Last update: 2022-04-22 09:51:29
Since 29 September 2005 a group of Sudanese had been staging a sit-in in a public garden outside the buildings of the UNHCR. The demonstration continued with over 1,000 people permanently staying in the garden, while thousands of others came around occasionally. The key demand of the Sudanese demonstrators was their 'relocation' to Western countries on the grounds that the Sudanese in Egypt 'are faced daily with discrimination, violence and violations of their human rights'.
After the negotiations had come to a standstill, on 30 December the police decided to intervene and ended the demonstration. The police action was very violent, in spite of the presence in the garden of many children, and ended in the deaths of at least twenty-seven people. Many of them were children of below the age of ten. The demonstrators were all taken to four police centres for identification. Many were released the following day, while over 600 people without documents were taken to three different prisons.
Between Saturday, 31 December, when over a thousand people were released, and Tuesday, 3 January, the Sacred Heart Church (Sakakini) had to face a massive emergency. Hundreds of people arrived seeking help to obtain food, housing and medication.

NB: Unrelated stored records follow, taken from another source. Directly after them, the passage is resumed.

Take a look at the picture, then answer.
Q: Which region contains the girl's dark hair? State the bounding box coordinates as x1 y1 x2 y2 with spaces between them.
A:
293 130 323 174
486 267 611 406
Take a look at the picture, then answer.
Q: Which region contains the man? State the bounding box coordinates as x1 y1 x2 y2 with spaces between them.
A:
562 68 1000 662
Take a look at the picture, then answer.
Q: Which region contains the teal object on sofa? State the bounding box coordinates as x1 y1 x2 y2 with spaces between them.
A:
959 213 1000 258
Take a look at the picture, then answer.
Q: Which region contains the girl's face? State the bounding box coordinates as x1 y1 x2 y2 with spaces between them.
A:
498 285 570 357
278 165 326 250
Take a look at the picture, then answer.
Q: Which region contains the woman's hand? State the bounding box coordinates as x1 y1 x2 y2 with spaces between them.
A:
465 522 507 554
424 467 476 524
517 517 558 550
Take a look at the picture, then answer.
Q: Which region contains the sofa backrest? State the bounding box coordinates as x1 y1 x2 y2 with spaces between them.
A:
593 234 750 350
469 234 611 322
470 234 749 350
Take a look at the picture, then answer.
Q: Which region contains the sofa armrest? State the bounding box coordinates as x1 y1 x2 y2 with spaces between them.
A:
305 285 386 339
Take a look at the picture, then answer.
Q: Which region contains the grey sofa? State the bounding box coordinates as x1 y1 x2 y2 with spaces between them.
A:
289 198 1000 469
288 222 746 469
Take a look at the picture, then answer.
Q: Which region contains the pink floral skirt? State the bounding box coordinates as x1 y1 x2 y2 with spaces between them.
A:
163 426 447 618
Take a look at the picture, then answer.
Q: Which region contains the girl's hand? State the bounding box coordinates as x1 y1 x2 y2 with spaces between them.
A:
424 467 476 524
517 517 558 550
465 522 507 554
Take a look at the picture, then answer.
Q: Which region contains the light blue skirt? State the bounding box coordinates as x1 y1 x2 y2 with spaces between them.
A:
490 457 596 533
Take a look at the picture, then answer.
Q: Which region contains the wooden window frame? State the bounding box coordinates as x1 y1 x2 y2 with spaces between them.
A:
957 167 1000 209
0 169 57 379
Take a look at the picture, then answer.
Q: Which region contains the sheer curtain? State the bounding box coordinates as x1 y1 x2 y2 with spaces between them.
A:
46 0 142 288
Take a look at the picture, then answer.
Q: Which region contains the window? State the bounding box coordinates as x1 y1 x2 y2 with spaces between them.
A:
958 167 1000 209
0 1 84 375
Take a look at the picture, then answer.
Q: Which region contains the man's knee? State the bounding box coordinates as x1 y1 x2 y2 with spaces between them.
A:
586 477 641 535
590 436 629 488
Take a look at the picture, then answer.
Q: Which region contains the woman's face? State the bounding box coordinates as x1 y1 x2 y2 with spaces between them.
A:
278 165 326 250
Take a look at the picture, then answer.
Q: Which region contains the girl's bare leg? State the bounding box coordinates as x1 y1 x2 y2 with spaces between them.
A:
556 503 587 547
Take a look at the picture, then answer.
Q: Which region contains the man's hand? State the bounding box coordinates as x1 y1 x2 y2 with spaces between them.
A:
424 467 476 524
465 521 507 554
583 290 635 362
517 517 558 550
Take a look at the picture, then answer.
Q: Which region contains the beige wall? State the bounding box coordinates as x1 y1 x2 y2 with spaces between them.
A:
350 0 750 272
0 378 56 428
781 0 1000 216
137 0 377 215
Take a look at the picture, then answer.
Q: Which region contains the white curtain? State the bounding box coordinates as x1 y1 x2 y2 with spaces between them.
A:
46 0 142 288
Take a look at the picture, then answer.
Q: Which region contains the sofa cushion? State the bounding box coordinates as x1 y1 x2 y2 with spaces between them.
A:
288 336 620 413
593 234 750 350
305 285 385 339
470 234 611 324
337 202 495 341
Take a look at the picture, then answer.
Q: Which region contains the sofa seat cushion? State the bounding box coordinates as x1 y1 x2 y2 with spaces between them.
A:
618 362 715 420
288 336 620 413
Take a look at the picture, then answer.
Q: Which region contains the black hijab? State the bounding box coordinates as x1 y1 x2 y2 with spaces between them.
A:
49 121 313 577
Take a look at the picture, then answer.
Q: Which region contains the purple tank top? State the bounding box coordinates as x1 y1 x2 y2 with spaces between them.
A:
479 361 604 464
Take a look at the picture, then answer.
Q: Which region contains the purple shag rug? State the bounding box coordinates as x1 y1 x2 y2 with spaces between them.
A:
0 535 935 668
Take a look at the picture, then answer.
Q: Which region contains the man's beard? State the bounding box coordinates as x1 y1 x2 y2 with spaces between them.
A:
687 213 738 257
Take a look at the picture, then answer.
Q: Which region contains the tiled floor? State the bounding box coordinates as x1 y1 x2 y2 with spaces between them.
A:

An appeal was sent to all the religious communities in Egypt and solidarity with the victims was shown promptly. Over seven hundred people were treated at the church or at the nearby Italian hospital for fractures and injuries of various kinds. The UNHCR offered 1,200 blankets as well as medicines. People crowded in the Church's compound to comfort each other and to obtain news about their dear ones who were missing.
For three days over two hundred people (more than half of whom were Muslims) were accommodated at the church.
The incidents of 30 December left a very deep wound in the Sudanese community and has thrown a thick shadow over their future in Egypt.